Highlights since v0.1.1

• Arch-aware bottle-SHA resolver — fixes a uniform Intel (x86_64) false positive where the SHA check flagged every bottle as [BLOCKED] SHA mismatch (it compared the Intel bottle's SHA against the arm64 bottle's). Now resolves the bottle tag by the host's real arch + OS, never crossing architecture. Confirmed fixed on real Intel hardware.
• SHA verification is default-on for brew safe-install / safe-upgrade (local bottle SHA vs the canonical SHA at formulae.brew.sh). Tampering blocks and is never overridable by --yes. Opt out with --no-verify-sha.
• --min-age 3-day freshness hold by default — holds back formulae published in the last N days (supply-chain worm window), with a CVE-aware bypass so security patches still reach you. --min-age 0 to disable.
• Curated cask → NVD keyword map (cask_nvd_map.py) for better cask CVE coverage.
• Self-healing brew safe-update — updates itself first, then re-runs, so a single brew safe-update always pulls the full current file set (no more "run it twice" / bottle SHA resolver not found).

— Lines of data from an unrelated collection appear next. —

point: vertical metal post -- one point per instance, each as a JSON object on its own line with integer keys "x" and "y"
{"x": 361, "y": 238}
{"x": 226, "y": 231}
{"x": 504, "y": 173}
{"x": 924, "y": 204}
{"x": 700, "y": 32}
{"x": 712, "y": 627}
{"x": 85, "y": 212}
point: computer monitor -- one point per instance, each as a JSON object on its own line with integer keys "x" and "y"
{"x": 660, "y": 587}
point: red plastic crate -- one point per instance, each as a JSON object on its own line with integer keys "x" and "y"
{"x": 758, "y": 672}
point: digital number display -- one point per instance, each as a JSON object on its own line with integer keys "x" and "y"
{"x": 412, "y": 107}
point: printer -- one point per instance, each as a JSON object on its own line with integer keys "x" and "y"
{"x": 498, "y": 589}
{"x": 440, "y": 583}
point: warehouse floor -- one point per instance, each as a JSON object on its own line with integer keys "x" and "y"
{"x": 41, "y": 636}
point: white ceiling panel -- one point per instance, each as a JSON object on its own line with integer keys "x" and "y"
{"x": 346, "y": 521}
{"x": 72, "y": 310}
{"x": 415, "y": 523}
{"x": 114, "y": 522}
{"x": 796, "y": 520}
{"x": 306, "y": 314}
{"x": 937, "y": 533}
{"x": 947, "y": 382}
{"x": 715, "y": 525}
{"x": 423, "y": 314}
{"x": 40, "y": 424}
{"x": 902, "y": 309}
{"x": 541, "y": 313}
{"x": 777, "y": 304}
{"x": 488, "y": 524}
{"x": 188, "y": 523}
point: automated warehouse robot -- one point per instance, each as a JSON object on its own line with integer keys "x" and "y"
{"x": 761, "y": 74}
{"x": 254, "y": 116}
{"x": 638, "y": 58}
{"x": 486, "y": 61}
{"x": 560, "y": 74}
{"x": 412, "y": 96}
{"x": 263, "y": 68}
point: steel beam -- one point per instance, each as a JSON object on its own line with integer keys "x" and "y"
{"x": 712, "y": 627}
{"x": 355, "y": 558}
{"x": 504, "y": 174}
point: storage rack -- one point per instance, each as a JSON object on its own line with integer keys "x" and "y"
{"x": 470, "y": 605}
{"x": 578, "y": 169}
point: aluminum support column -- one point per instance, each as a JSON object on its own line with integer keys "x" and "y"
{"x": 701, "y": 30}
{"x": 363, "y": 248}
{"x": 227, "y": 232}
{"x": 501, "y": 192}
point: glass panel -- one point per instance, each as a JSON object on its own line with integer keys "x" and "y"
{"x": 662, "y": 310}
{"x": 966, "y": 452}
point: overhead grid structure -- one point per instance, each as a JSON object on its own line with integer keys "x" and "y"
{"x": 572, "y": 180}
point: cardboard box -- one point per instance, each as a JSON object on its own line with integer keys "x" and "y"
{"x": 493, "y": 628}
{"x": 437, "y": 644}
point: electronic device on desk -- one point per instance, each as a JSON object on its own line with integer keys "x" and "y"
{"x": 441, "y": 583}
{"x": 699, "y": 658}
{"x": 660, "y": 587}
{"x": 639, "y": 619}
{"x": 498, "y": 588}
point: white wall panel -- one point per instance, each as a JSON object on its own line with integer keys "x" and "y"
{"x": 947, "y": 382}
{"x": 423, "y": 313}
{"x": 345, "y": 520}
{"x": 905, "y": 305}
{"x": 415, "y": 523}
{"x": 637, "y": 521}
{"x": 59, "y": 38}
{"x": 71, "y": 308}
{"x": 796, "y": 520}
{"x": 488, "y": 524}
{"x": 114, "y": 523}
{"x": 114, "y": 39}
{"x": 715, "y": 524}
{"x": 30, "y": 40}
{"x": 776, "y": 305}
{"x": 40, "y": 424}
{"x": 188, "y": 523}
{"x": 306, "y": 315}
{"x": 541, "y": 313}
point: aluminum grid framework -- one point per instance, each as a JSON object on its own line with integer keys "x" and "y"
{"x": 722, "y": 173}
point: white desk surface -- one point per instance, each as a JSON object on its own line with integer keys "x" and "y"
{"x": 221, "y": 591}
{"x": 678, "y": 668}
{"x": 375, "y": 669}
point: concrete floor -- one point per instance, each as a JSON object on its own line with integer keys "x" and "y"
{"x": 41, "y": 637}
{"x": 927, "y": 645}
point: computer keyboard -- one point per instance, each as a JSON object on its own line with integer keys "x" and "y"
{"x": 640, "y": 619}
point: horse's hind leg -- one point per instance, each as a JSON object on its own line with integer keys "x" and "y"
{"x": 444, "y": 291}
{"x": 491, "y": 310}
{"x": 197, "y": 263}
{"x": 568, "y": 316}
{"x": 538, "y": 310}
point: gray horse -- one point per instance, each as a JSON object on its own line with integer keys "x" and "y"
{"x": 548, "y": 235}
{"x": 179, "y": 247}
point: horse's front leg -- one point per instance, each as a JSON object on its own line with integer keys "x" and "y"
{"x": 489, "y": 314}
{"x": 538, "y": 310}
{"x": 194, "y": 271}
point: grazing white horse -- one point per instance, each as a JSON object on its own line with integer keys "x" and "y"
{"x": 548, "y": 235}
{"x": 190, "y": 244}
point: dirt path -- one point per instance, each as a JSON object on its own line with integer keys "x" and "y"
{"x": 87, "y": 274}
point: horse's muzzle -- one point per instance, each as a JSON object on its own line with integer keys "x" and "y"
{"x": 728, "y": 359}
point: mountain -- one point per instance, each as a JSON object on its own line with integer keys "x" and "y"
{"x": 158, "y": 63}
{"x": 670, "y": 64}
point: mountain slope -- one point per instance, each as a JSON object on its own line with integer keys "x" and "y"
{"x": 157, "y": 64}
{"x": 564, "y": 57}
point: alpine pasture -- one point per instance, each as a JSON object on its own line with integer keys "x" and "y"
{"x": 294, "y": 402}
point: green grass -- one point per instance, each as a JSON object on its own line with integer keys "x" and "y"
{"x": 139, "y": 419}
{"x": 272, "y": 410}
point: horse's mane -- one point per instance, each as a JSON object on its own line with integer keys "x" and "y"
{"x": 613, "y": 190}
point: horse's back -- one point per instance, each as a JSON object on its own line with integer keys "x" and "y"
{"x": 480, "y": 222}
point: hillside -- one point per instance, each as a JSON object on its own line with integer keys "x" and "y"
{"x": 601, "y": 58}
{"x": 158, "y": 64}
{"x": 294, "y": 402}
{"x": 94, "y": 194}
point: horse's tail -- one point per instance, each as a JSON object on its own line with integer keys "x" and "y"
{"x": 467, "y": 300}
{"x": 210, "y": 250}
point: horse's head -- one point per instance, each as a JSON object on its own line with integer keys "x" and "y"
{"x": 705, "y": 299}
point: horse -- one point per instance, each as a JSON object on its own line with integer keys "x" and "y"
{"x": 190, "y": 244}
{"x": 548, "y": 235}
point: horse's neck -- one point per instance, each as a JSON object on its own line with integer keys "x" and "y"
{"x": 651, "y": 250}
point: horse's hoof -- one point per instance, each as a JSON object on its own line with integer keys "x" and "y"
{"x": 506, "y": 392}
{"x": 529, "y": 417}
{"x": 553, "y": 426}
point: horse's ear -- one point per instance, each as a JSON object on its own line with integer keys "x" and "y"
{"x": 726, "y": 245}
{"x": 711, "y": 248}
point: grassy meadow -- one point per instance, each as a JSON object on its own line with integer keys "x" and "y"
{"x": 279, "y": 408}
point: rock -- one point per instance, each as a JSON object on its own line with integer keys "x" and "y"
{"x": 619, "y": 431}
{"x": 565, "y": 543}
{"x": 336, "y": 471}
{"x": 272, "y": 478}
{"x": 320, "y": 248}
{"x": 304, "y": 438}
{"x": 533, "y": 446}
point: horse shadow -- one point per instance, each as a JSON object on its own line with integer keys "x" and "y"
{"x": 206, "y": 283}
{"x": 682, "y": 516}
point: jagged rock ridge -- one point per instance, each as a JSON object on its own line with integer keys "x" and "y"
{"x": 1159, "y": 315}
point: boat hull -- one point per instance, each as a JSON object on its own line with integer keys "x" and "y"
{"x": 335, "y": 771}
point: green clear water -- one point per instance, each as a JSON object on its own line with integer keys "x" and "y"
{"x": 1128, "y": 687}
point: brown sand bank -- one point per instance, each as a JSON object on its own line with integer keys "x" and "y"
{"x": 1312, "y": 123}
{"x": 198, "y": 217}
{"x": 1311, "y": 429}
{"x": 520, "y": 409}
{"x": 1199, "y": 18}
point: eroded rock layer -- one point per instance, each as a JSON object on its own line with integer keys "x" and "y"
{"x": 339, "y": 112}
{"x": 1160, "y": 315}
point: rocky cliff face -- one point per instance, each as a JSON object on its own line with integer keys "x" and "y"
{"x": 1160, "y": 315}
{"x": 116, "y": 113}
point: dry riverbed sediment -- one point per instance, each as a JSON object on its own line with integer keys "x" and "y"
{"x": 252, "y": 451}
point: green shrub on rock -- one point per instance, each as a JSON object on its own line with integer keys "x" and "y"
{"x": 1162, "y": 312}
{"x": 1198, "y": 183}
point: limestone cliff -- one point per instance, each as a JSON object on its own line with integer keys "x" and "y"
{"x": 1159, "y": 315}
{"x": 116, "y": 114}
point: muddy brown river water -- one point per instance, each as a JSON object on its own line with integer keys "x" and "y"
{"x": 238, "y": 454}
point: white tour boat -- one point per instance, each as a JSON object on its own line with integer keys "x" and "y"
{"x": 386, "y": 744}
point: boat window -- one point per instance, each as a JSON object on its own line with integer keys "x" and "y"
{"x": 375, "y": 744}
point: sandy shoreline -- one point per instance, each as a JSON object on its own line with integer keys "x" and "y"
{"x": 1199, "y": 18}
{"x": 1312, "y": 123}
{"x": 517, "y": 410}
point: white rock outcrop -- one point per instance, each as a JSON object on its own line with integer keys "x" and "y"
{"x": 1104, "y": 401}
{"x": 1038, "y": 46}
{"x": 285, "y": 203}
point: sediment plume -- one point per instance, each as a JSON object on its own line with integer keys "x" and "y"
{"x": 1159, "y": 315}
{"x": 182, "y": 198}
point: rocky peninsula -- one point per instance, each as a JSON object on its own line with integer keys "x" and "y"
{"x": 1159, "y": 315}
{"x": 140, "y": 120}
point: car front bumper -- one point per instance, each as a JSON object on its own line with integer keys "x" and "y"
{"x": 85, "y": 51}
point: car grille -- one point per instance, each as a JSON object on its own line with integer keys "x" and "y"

Full details in CHANGELOG.md.

Install

curl -fsSL https://raw.githubusercontent.com/sharkyger/homebrew-safe-upgrade/main/install.sh | bash

v0.1.1 — hardening pass

Internal correctness + defense-in-depth fixes following the v0.1.0 review. No flag/env-var surface change.

Highlights

• brew list --versions parsing now uses awk '\$NF' so multi-keg installations compare against the newest installed version
• INCOMING_DEPS is a proper bash array; pathological tap dep names with whitespace survive dedup + iteration
• --min-age for tap-namespaced deps emits a [skip-dep-age] log line instead of relying on a homebrew-core lookup that doesn't apply
• Dep names validated against ^[a-zA-Z0-9@._/-]+\$ before flowing into any URL or subprocess argument; same regex now also guards the main-package age check in both wrappers
• Pre-install/upgrade warning split into distinct sections — known CVEs vs. --min-age holds — so two different risk signals are no longer conflated
• In-code design note explains why transitive deps don't get the CVE-aware --min-age bypass that applies to the user-named package

See CHANGELOG.md for the full breakdown. PR: #25.

Notes

This release tag is GPG-signed — first signed tag on the repo.

v0.1.0 — first tagged release

First tagged release.

Highlights

• Transitive dependency CVE checking for brew safe-install and brew safe-upgrade — every new dependency version coming in with the operation is checked against OSV.dev, GitHub Advisory, and NIST NVD before brew touches your system. Default-on. Already-installed deps that aren't changing are deliberately skipped (that's brew-vulns' job).
• --no-deps flag and BREW_SAFE_NO_DEPS={1,true,yes} env var — per-invocation opt-out for power users. No persistent config file.
• --min-age N — hold packages published less than N days ago, with CVE-aware bypass for the explicitly-named package.
• --verify-sha — verify bottle SHA against formulae.brew.sh before upgrading.
• Cask support for both wrappers.
• macOS bash 3.2 compatible.

Pre-tag history

Several rounds of fixes and hardening landed before this first tag — see CHANGELOG.md for the grouped backfill.

Known follow-ups

Six items from the pre-merge multi-agent review have been filed as issues #19–#24. None are blockers; each is a worthwhile improvement.